Wednesday, September 1, 2010

Pixar vs. Dreamworks

Picture courtesy of the internet, though I think it might have originated on the SA forums?

Now, having had a look at that accurate graphic, you could pretty much leave it at that.

On the other hand, of course I am here to elaborate on the matter. There was a time when I was sort of prejudiced towards computer animated movies. Sure, I loved Toy Story back then and I also liked Finding Nemo but then I just got annoyed at the sudden boom of computer animated movies starring animals that got churned out quickly. Back then I didn't care about studio names, I just noticed that most of the trailers look the same and show the same kind of humour that I was quickly growing tired of.

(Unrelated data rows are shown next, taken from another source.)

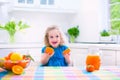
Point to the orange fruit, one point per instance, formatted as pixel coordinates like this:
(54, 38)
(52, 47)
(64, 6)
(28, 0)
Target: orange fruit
(67, 51)
(16, 56)
(24, 63)
(49, 50)
(8, 64)
(90, 68)
(16, 69)
(9, 55)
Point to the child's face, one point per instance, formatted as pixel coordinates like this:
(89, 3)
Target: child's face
(54, 38)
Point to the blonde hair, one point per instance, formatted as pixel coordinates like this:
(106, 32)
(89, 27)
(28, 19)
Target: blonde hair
(52, 27)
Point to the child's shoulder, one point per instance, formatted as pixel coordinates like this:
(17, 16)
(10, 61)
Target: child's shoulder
(64, 46)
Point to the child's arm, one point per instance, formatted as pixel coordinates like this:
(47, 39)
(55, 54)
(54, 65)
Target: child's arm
(66, 54)
(67, 58)
(46, 56)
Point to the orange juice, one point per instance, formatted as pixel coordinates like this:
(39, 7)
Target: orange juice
(93, 60)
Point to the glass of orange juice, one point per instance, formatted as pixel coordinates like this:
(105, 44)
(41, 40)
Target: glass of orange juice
(93, 58)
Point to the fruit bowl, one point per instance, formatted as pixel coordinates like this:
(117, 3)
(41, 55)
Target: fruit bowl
(8, 64)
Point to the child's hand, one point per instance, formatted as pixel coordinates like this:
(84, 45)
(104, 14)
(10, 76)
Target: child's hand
(49, 50)
(67, 51)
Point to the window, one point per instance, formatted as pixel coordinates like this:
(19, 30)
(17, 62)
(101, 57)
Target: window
(29, 1)
(21, 1)
(25, 1)
(51, 2)
(47, 2)
(115, 16)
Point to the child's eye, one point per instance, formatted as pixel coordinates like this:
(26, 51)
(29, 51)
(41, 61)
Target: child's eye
(51, 36)
(57, 36)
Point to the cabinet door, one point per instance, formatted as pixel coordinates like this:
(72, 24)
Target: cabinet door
(5, 52)
(78, 56)
(108, 58)
(118, 58)
(34, 52)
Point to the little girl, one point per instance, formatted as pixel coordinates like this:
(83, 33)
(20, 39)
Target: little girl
(53, 38)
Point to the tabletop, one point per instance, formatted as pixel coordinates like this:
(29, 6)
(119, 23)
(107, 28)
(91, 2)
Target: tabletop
(63, 73)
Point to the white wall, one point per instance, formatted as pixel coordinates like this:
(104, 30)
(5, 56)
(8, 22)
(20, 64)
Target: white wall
(39, 21)
(92, 16)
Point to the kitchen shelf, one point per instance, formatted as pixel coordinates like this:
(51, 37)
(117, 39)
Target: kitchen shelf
(2, 2)
(49, 10)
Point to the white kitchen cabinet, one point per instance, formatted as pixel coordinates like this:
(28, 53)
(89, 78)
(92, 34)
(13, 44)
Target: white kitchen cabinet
(118, 58)
(78, 56)
(108, 57)
(62, 6)
(34, 52)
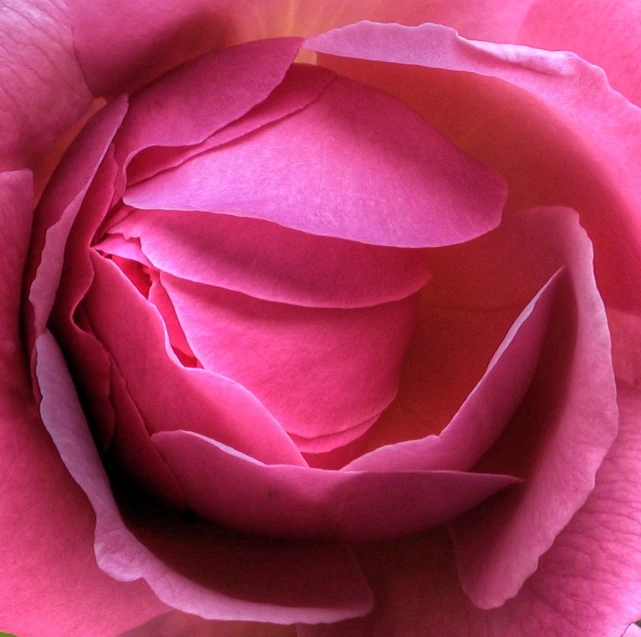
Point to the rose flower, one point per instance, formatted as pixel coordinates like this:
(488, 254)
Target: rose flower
(324, 322)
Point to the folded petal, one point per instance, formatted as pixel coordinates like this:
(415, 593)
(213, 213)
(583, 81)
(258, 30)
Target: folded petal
(168, 395)
(47, 523)
(356, 164)
(551, 125)
(286, 501)
(604, 33)
(318, 371)
(267, 261)
(43, 88)
(278, 589)
(586, 584)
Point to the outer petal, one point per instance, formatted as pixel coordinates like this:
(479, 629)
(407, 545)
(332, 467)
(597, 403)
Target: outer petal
(118, 54)
(189, 567)
(587, 584)
(559, 133)
(604, 32)
(42, 89)
(46, 529)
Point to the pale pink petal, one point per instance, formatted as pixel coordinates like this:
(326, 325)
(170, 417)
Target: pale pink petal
(59, 207)
(168, 395)
(47, 524)
(604, 32)
(449, 346)
(177, 624)
(318, 371)
(301, 85)
(356, 164)
(586, 584)
(286, 501)
(189, 104)
(549, 123)
(279, 589)
(560, 433)
(117, 54)
(267, 261)
(43, 90)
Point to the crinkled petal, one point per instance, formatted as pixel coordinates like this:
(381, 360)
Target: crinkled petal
(552, 126)
(586, 584)
(356, 164)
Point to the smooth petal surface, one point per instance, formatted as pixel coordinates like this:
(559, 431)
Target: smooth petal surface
(318, 371)
(267, 261)
(168, 395)
(586, 584)
(271, 595)
(356, 164)
(177, 624)
(43, 90)
(559, 133)
(117, 55)
(185, 106)
(287, 501)
(605, 33)
(47, 524)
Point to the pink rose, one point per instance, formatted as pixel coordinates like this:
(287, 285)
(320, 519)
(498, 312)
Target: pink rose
(322, 337)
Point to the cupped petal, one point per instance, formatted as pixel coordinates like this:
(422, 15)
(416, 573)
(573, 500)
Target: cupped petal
(437, 367)
(278, 590)
(267, 261)
(43, 88)
(586, 584)
(168, 395)
(117, 55)
(356, 164)
(604, 33)
(285, 501)
(47, 524)
(561, 431)
(318, 371)
(59, 206)
(190, 103)
(548, 121)
(175, 624)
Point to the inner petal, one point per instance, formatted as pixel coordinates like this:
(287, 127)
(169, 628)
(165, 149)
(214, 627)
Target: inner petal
(319, 371)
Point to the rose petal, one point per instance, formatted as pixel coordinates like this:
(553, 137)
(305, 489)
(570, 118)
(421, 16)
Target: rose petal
(60, 204)
(267, 261)
(486, 409)
(565, 135)
(604, 33)
(43, 89)
(298, 361)
(559, 435)
(586, 584)
(275, 592)
(386, 177)
(187, 105)
(168, 395)
(47, 525)
(285, 501)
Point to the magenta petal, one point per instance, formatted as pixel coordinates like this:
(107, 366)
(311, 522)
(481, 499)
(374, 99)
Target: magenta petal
(356, 164)
(558, 436)
(168, 395)
(126, 559)
(267, 261)
(60, 204)
(286, 501)
(487, 409)
(587, 584)
(595, 121)
(187, 105)
(317, 370)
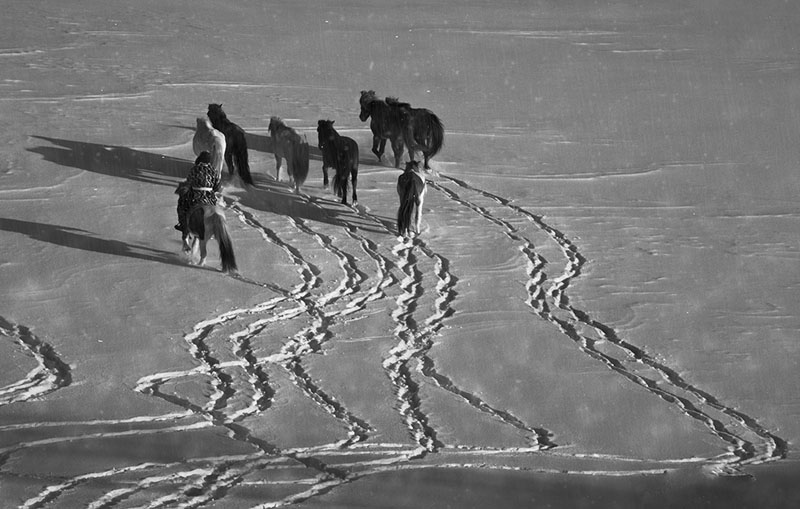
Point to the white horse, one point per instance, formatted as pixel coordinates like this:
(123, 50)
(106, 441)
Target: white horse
(411, 189)
(202, 223)
(209, 139)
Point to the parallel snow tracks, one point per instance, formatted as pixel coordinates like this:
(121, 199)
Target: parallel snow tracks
(415, 341)
(50, 374)
(589, 333)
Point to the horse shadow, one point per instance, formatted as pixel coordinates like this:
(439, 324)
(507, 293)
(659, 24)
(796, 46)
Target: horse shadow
(81, 239)
(114, 160)
(278, 198)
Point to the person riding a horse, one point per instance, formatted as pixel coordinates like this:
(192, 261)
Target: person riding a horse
(200, 188)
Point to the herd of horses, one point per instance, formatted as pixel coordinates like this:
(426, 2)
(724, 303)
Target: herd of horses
(405, 127)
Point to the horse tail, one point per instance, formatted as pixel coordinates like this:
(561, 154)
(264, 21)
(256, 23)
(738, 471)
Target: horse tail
(300, 151)
(340, 180)
(240, 157)
(224, 240)
(436, 129)
(408, 200)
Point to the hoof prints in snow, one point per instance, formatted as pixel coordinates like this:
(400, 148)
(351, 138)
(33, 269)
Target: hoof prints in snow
(394, 276)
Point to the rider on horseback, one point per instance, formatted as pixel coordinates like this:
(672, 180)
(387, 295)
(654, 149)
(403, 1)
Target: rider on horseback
(200, 188)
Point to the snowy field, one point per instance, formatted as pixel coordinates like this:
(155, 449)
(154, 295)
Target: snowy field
(602, 309)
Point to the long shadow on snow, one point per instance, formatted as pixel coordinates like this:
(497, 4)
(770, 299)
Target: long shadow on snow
(277, 198)
(81, 239)
(114, 160)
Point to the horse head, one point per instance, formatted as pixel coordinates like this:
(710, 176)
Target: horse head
(366, 100)
(215, 112)
(324, 132)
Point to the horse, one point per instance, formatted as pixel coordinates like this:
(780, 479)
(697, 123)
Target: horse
(411, 189)
(286, 143)
(385, 125)
(340, 153)
(236, 143)
(421, 129)
(202, 223)
(208, 139)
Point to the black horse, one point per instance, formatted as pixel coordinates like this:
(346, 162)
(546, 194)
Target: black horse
(421, 129)
(341, 153)
(385, 124)
(236, 144)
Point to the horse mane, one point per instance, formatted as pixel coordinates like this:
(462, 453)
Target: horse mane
(394, 101)
(276, 122)
(217, 110)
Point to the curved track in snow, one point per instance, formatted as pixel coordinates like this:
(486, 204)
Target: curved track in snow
(419, 288)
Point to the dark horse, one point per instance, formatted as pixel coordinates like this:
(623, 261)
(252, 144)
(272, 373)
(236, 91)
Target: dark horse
(236, 144)
(202, 223)
(385, 124)
(421, 129)
(341, 154)
(411, 189)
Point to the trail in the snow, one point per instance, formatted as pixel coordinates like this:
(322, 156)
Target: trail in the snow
(748, 441)
(50, 374)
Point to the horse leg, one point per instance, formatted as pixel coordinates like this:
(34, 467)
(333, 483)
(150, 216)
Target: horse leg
(229, 160)
(344, 190)
(203, 251)
(378, 145)
(397, 148)
(354, 178)
(277, 166)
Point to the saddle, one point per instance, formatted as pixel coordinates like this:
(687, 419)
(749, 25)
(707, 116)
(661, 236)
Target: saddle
(196, 222)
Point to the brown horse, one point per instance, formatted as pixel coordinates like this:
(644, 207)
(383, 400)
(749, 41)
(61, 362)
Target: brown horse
(286, 143)
(236, 143)
(421, 129)
(411, 188)
(340, 153)
(385, 124)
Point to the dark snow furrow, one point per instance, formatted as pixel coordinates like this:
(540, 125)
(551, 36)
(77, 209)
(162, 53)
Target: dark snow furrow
(308, 272)
(383, 280)
(50, 374)
(745, 451)
(409, 346)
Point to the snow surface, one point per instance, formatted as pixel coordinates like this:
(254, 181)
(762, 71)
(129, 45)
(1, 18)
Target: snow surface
(603, 306)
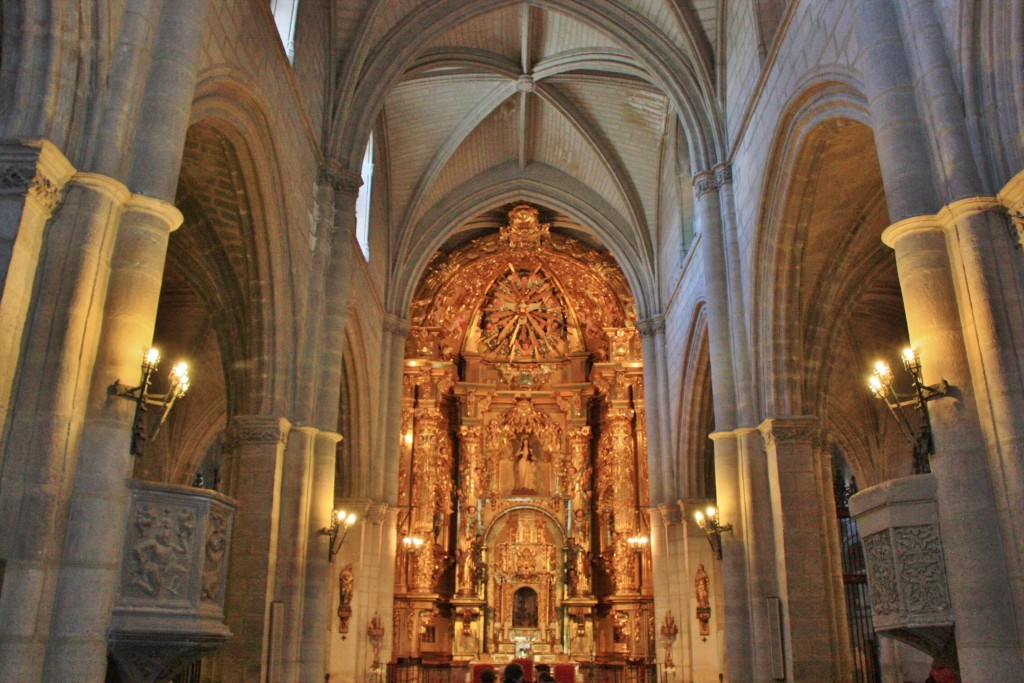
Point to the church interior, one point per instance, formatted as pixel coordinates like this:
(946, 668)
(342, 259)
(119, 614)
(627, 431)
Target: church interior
(396, 341)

Now I have taken some time to sit down and actually watch some computer animated movies and pay attention to the fine differences between studios. While movie franchises like Toy Story and Shrek are similarly successful there is an underlying difference in the way they work. Both studios direct movies that are primarily intended for children audiences but as critics will always state "adults can enjoy them as well". This might lead one to believe that they are achieving this in a similar way but they don't.

If you look at Shrek as an example of Dreamworks' work then you can see that the studio is using a setting that has proven its popularity with children for decades (fairytales) and the appeal for the adults in that movie comes from the quite cynical humour that is used within it. The whole fairytale world is a little bit twisted, with fairytale creatures behaving in a way we wouldn't expect them to, watching TV and making jokes. Even its main protagonist, Shrek, is your typical flawed hero. He burps and farts and has a very cynical outlook on the whole fairytale thing to begin with.

Adults will watch these movies because "they are much more funny than expected". It's the kind of humour that children don't really get though, so we have two fields that are pretty much seperated from each other within the movie. We get the adult and cynical humour on the one hand and the fairytale or goofy animals-as-protagonists setting on the other.

Now Pixar does approach this whole thing a bit differently. Sure, there are also cynical characters within Pixar's movies who make references that children probably won't understand. But the whole underlying feel of Pixar's movies is not cynical. The world within the movie, as childish or ridiculous as it might be, is taken seriously by all characters within the movie and thus also by the audience. Pixar's movies communicate with an adult audience because they bring up adult matters that are very relevant to the living reality of adults and they don't do this at the expense of the world within the movie's integrity. Whereas Dreamworks works with jokes that people of certain age gaps will either understand or not, Pixar works with the serious telling of a story that people of all ages can fill with their own kind of meaning.

Whether the struggle of Woody to not be ignored in favour of the new space toy Buzz Lightyear is just that, the struggle of a poor toy who might have become boring, or if the whole story can be seen as an allegory for a father and a step-father fighting over the attention of their son (and have you ever noticed that Andy's father is never mentioned? It's always just his mother, his sister and him in any pictures. I get kind of sad thinking about that, but I also love the subtlety with which Pixar employed this minor but meaningful plot detail), or if it's on an abstract level about fears of abandonment that most people face at some point in their life, people of all ages can find meaning in the stories as they are presented by Pixar. Their stories are well-crafted and meaningful and more often than not also extremely innovative.

You might like Cars or not. Personally, I don't like cars in general at all and the idea of a movie entirely based on cars as the protagonists in a world completely inhabitated by cars sounds ridiculous. However, when you watch the movie you realise that they have made it work in their own way. A ridiculous idea like that and halfway in you don't feel like something is "weird" or "out of place" at all. Even if you don't like the movie you have to admit that just thinking up such a scenario and making it work is more innovative than your usual "there are talking animals and they do things that animals normally don't do"-schtick.

Dreamworks movies aren't necessarily bad. I just can't stand them. I have to say however, that in Pixar movies usually the different appeals to different target audiences work all together, as if out of a single mold and not seperate from each other, or even in concurence of each other as it might be the case with Dreamworks movies.